Our study has a few limitations. First, variation in effect estimates drawn from weighted analyses around each patient’s phenotypic location could be prone to random variation. Future studies should explore the robustness of a dynamic kernel definition, as opposed to a fixed kernel as used in this study. Second, to ensure consistency with the original trials, we chose the original primary outcome as our outcome of interest, with net clinical benefit analyses provided as secondary outcomes that could not generalise across studies due to variable definitions. Third, notable differences in the study design between SPRINT and ACCORD BP—such as the exclusion versus inclusion of patients with diabetes and use of unattended versus attended blood pressure measurements in SPRINT versus ACCORD BP—preclude direct validation of our findings, but support the generalisability of our tool. Fourth, further testing of our tool in diverse patient populations is needed to better understand the biological, clinical, and socioeconomic factors that might underlie such heterogeneous treatment effects. Fifth, our analysis was not compared with other potential methods proposed for the study of heterogeneous treatment effects in trials. However, our approach—which was externally validated in a second independent trial (ACCORD BP) and detected a simulated treatment effect—can be used as a framework to benchmark other methods. Finally, the algorithm should be evaluated prospectively before clinical implementation as a decision support tool.
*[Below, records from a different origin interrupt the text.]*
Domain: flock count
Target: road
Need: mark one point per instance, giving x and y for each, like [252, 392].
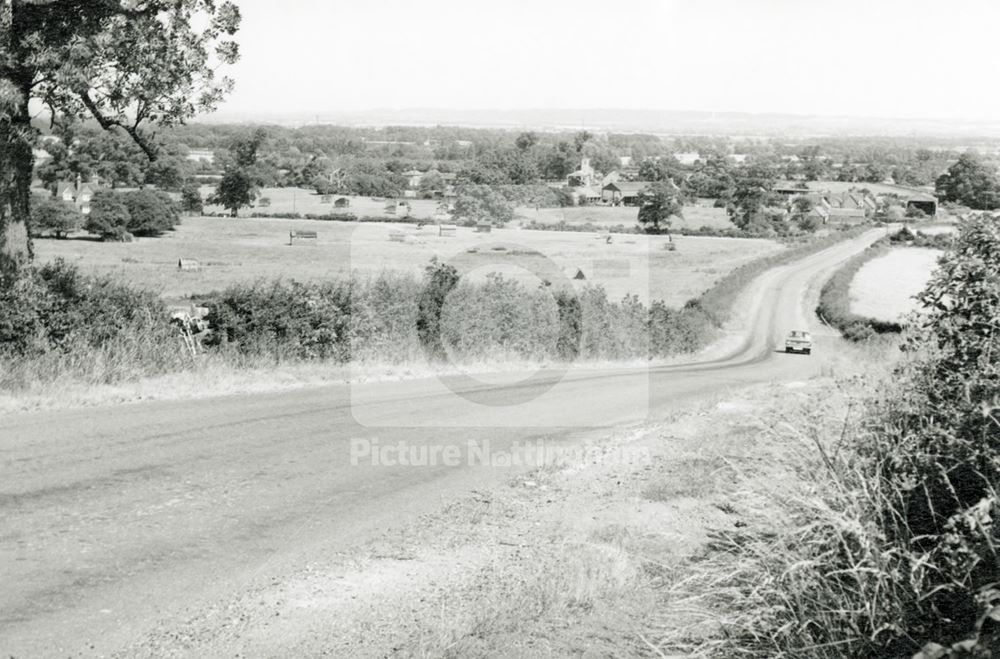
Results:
[124, 520]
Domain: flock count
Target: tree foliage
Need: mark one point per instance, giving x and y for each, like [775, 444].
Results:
[124, 63]
[54, 216]
[482, 203]
[659, 205]
[970, 182]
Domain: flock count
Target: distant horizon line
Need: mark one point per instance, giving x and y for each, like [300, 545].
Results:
[580, 110]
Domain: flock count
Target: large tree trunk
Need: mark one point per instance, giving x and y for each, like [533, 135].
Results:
[16, 140]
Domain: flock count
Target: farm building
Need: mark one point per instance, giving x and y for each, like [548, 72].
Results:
[583, 177]
[628, 193]
[923, 202]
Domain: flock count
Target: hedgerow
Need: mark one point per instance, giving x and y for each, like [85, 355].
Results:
[889, 546]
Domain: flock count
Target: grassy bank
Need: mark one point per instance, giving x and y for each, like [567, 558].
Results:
[63, 326]
[835, 302]
[885, 545]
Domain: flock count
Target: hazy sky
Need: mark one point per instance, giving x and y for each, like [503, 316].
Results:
[892, 58]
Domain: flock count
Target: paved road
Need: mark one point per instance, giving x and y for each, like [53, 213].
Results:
[124, 520]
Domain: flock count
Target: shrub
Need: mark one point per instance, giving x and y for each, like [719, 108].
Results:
[54, 216]
[439, 280]
[109, 216]
[498, 318]
[283, 320]
[150, 212]
[891, 549]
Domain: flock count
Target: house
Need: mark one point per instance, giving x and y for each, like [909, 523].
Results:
[587, 194]
[926, 203]
[79, 194]
[687, 158]
[583, 177]
[624, 193]
[413, 178]
[790, 188]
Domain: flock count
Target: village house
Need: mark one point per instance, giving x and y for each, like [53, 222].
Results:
[79, 194]
[687, 158]
[413, 178]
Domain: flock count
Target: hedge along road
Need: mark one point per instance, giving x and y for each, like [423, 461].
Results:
[127, 521]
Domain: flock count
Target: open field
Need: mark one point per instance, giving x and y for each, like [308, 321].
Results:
[884, 287]
[301, 200]
[231, 250]
[694, 217]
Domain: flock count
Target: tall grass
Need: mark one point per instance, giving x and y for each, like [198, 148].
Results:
[886, 545]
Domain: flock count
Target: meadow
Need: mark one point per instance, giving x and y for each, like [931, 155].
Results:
[884, 288]
[303, 201]
[694, 217]
[229, 251]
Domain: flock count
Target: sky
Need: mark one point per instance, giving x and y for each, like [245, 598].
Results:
[874, 58]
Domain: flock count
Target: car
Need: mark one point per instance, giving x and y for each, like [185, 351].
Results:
[799, 341]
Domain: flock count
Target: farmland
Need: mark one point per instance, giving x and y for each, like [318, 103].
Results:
[694, 217]
[303, 201]
[884, 288]
[232, 250]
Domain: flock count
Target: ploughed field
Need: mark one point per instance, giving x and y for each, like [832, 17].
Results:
[243, 249]
[885, 287]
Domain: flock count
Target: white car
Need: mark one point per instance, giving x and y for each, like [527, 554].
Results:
[799, 341]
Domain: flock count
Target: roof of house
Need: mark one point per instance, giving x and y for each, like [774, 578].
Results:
[846, 212]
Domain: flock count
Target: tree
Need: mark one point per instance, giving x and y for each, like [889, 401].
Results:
[150, 212]
[525, 141]
[970, 182]
[191, 199]
[54, 216]
[481, 203]
[109, 216]
[235, 190]
[751, 193]
[123, 63]
[659, 205]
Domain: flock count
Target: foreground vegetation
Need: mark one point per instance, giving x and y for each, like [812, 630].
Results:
[889, 547]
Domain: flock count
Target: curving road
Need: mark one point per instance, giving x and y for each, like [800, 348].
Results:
[124, 521]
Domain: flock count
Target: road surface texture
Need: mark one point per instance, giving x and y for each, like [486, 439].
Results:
[124, 521]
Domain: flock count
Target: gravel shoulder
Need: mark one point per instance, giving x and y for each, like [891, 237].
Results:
[564, 560]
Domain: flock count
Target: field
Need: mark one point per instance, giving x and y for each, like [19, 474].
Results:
[694, 217]
[884, 287]
[232, 250]
[301, 200]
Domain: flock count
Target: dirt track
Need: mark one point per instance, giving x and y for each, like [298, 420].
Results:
[126, 521]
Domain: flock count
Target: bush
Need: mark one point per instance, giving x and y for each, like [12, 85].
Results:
[150, 212]
[892, 549]
[57, 323]
[54, 216]
[109, 216]
[283, 320]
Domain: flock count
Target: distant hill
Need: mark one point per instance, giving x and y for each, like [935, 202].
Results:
[631, 121]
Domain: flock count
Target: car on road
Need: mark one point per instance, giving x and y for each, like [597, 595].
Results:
[799, 341]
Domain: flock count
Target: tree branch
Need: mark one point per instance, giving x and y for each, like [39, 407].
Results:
[107, 123]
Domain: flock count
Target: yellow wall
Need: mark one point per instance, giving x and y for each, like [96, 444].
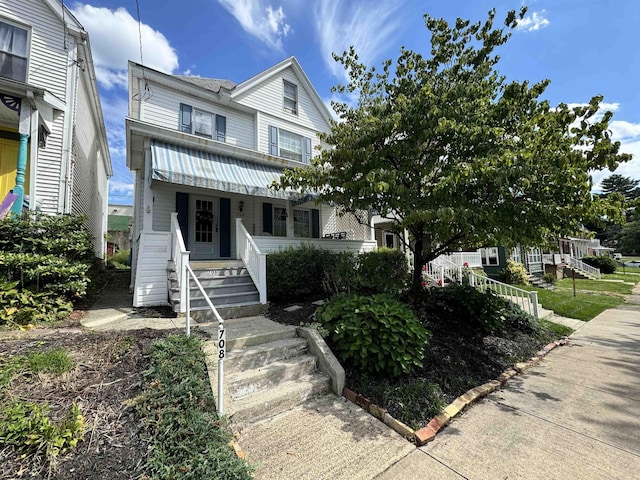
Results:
[8, 162]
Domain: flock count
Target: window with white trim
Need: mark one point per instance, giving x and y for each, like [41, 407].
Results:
[203, 124]
[302, 223]
[279, 222]
[13, 52]
[290, 97]
[489, 256]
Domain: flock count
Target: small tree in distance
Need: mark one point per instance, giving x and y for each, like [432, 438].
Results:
[445, 147]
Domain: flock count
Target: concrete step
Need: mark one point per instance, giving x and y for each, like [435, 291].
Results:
[272, 375]
[222, 280]
[270, 402]
[259, 355]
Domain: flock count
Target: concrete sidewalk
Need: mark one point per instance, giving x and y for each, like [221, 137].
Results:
[575, 415]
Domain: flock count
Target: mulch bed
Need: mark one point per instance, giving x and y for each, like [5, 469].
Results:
[107, 373]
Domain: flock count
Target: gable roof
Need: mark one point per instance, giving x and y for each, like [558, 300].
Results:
[291, 62]
[212, 84]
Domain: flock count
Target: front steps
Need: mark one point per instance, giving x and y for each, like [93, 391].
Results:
[266, 372]
[227, 284]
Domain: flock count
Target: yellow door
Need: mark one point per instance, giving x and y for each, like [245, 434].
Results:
[8, 162]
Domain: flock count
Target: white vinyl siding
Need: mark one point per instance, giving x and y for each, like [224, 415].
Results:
[48, 60]
[162, 108]
[267, 97]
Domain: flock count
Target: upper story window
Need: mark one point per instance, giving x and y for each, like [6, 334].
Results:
[203, 124]
[283, 143]
[290, 97]
[13, 52]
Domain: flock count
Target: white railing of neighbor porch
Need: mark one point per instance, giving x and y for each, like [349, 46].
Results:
[528, 301]
[472, 259]
[253, 258]
[180, 257]
[580, 265]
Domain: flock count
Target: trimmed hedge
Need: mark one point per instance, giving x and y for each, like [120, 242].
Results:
[605, 264]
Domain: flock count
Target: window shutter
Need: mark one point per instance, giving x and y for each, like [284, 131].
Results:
[273, 140]
[267, 218]
[315, 223]
[221, 128]
[306, 155]
[225, 227]
[185, 118]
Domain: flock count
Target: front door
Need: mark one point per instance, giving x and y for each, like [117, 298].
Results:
[204, 228]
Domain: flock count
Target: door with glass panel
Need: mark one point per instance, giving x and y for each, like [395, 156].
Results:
[204, 228]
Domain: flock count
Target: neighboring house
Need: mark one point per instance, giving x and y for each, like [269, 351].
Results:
[119, 223]
[204, 153]
[53, 146]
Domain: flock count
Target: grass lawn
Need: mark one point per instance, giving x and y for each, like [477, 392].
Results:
[595, 286]
[584, 306]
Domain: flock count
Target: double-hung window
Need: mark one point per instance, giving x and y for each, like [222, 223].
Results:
[283, 143]
[290, 97]
[203, 124]
[13, 52]
[301, 223]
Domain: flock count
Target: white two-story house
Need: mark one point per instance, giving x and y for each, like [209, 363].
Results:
[205, 153]
[54, 156]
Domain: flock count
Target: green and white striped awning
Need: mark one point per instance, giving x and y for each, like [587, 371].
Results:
[195, 168]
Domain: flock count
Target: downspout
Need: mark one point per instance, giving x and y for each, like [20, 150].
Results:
[64, 197]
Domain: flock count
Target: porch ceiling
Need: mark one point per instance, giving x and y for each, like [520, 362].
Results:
[185, 166]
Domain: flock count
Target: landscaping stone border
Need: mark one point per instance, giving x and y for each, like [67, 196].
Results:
[437, 423]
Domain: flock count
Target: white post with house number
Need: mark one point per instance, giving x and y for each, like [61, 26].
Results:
[222, 353]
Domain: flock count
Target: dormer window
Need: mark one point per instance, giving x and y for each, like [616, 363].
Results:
[13, 52]
[290, 97]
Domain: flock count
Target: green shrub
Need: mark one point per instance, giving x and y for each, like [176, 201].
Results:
[471, 311]
[605, 264]
[514, 273]
[382, 271]
[29, 428]
[44, 262]
[374, 333]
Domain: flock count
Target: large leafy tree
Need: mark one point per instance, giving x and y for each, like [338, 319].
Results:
[445, 147]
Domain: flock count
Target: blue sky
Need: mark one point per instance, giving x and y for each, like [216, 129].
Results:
[585, 47]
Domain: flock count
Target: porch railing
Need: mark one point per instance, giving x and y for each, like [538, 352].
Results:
[580, 265]
[253, 258]
[528, 301]
[180, 257]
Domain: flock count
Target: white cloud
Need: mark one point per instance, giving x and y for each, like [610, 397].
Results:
[115, 39]
[260, 20]
[368, 26]
[534, 21]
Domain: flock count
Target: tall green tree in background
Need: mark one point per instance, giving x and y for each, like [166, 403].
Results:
[446, 147]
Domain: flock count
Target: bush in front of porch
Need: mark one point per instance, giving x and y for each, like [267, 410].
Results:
[310, 271]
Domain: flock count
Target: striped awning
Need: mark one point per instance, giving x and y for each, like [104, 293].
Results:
[195, 168]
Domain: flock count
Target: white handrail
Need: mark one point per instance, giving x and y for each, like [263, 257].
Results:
[222, 337]
[180, 257]
[253, 258]
[580, 265]
[528, 301]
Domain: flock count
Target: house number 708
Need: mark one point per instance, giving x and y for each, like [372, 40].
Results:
[222, 340]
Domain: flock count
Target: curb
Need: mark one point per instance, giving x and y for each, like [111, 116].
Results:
[455, 408]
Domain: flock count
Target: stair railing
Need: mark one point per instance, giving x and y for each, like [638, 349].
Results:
[528, 301]
[180, 256]
[253, 258]
[222, 334]
[580, 265]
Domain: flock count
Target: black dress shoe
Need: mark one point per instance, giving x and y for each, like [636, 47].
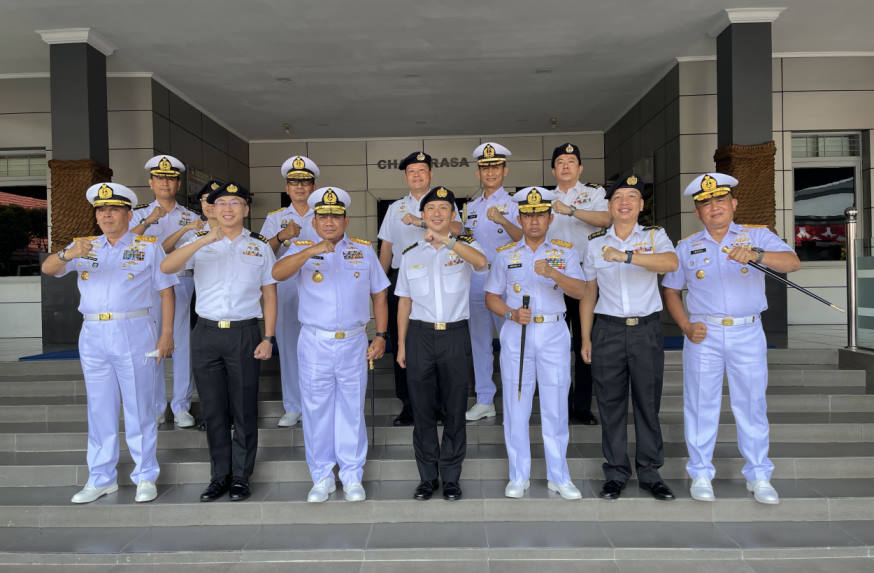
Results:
[240, 490]
[451, 491]
[611, 489]
[658, 489]
[214, 490]
[425, 489]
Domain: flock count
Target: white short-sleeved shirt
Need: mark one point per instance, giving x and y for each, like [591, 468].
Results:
[122, 277]
[399, 234]
[716, 285]
[585, 196]
[626, 290]
[335, 287]
[487, 233]
[166, 225]
[437, 281]
[228, 276]
[279, 219]
[512, 274]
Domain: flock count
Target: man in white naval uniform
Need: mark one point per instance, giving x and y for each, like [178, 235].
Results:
[724, 332]
[545, 270]
[118, 274]
[625, 344]
[281, 227]
[581, 209]
[337, 278]
[161, 218]
[400, 228]
[491, 219]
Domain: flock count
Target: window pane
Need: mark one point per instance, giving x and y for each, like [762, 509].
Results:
[821, 195]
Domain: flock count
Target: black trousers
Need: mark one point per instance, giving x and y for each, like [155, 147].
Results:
[226, 374]
[620, 354]
[401, 390]
[580, 395]
[439, 370]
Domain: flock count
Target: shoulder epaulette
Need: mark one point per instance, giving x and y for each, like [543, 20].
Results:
[596, 234]
[409, 248]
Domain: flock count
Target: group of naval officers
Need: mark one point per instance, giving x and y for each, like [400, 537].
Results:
[552, 272]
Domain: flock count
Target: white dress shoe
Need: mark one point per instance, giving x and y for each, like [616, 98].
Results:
[516, 489]
[289, 419]
[322, 490]
[146, 491]
[566, 490]
[479, 411]
[763, 491]
[183, 419]
[354, 492]
[89, 493]
[702, 490]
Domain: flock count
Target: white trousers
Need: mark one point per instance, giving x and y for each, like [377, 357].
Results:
[547, 364]
[333, 383]
[183, 383]
[741, 352]
[287, 334]
[483, 324]
[115, 367]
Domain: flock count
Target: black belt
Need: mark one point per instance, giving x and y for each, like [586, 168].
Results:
[223, 324]
[438, 325]
[629, 321]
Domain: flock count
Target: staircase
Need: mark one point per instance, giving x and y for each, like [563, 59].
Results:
[822, 425]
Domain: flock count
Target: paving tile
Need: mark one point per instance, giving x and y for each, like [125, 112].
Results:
[545, 534]
[427, 535]
[787, 534]
[695, 535]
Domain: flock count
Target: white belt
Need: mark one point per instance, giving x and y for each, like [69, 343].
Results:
[116, 315]
[731, 320]
[338, 334]
[540, 318]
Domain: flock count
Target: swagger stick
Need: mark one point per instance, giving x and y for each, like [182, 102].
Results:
[787, 282]
[525, 300]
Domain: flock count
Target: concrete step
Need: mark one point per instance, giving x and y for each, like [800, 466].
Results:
[483, 461]
[391, 502]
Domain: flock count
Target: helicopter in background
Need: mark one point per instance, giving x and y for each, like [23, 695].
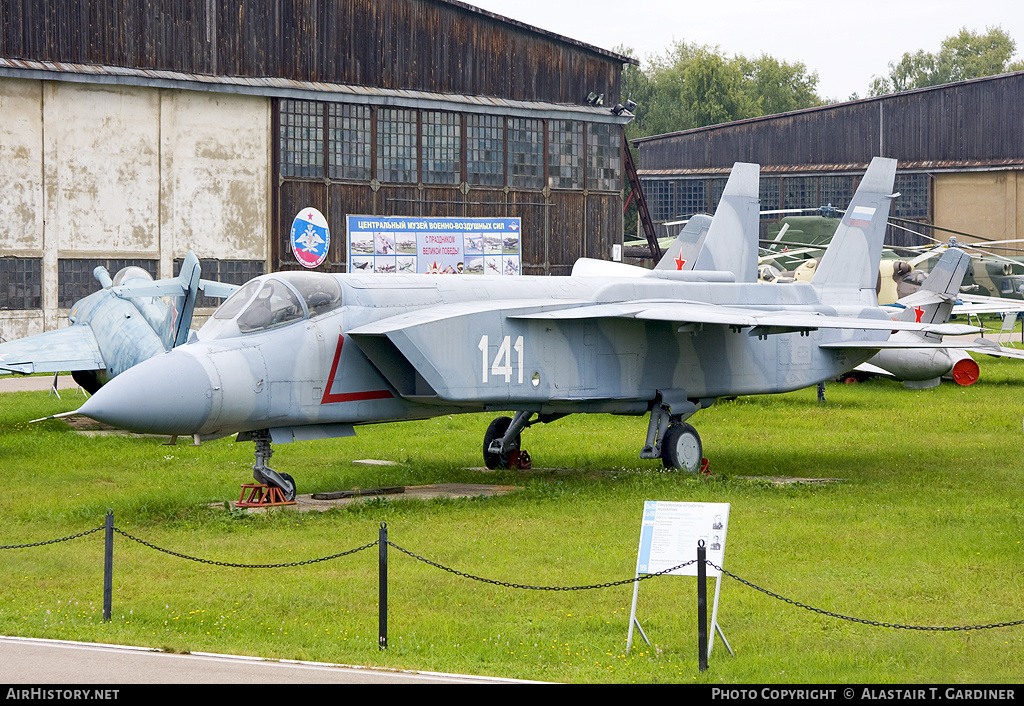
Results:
[796, 242]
In this post-hoc analysis of two randomised clinical trials of systolic blood pressure control, we developed a machine learning-guided, evidence-based tool to extract individualised treatment effects based on participant-level data. When applied in two trials of intensive versus standard systolic blood pressure control, our method identified explainable phenotypes associated with heterogeneous treatment effects that generalise to patients without and with type 2 diabetes. More importantly, our broader method provides a personalised approach to the translation of clinical trial findings and promotes the use of shared decision-making through personalised inference.
Supplementary Material
Research in context.
Evidence before this study
Hypertension is a key modifiable cardiovascular risk factor. Although the effects of blood pressure reduction in hypertension are well established, the optimal treatment goals for individual patients remain under debate. We searched PubMed on July 19, 2021, for studies published in English and relating to decision support tools to guide the personalisation of systolic blood pressure treatment targets. A second search was performed on Sept 29, 2022, with the same search criteria, to update our literature review. We used the search terms “hypertension”, “intensive blood pressure control”, “systolic blood pressure”, “heterogeneity”, and “machine learning”. Our search returned 5278 papers, 29 of which were relevant to the topic. Two large randomised clinical trials have evaluated the effect of intensive systolic blood pressure lowering for cardiovascular risk reduction. The SPRINT trial found that targeting a systolic blood pressure of less than 120 mm Hg (intensive treatment) as opposed to less than 140 mm Hg (standard treatment) reduces the incidence of major adverse cardiovascular events among patients with hypertension but without diabetes (types 1 and 2). By contrast, the ACCORD BP trial did not show a cardiovascular benefit for the intensive versus standard treatment strategy in type 2 diabetes. Our search revealed several studies and approaches for detecting and describing heterogeneity in the effects of intensive systolic blood pressure treatment. To date, studies have used a mixture of approaches, ranging from regression modelling with interaction effects to machine learning algorithms. Although many studies have suggested that the absolute risk reduction with intensive systolic blood pressure control is proportional to the baseline cardiovascular disease risk, others have demonstrated that more advanced machine learning algorithms might improve the detection of individualised treatment effects. Nevertheless, most previous studies restricted their analysis to modelling of absolute risk reduction, relied on a smaller number of recorded covariates, defined discrete numbers of phenotypic clusters, or did not demonstrate generalisability of their approach to independent patient populations.
Added value of this study
In this post-hoc analysis of SPRINT and ACCORD BP, we used machine learning to construct computational clinical trial phenomaps and investigate patient-level heterogeneity in treatment effectiveness of intensive blood pressure control. We leveraged this heterogeneity to develop an evidence-based tool to personalise the consideration for pursuing intensive versus standard systolic blood pressure treatment goals among patients without and with type 2 diabetes with high cardiovascular risk. This individualised approach to evidence synthesis could represent a novel strategy to maximise the benefits of intensive blood pressure control and might be a valuable adjunct to inform shared decision making in clinical practice. The approach also highlights a potential strategy for personalised inference from randomised clinical trials.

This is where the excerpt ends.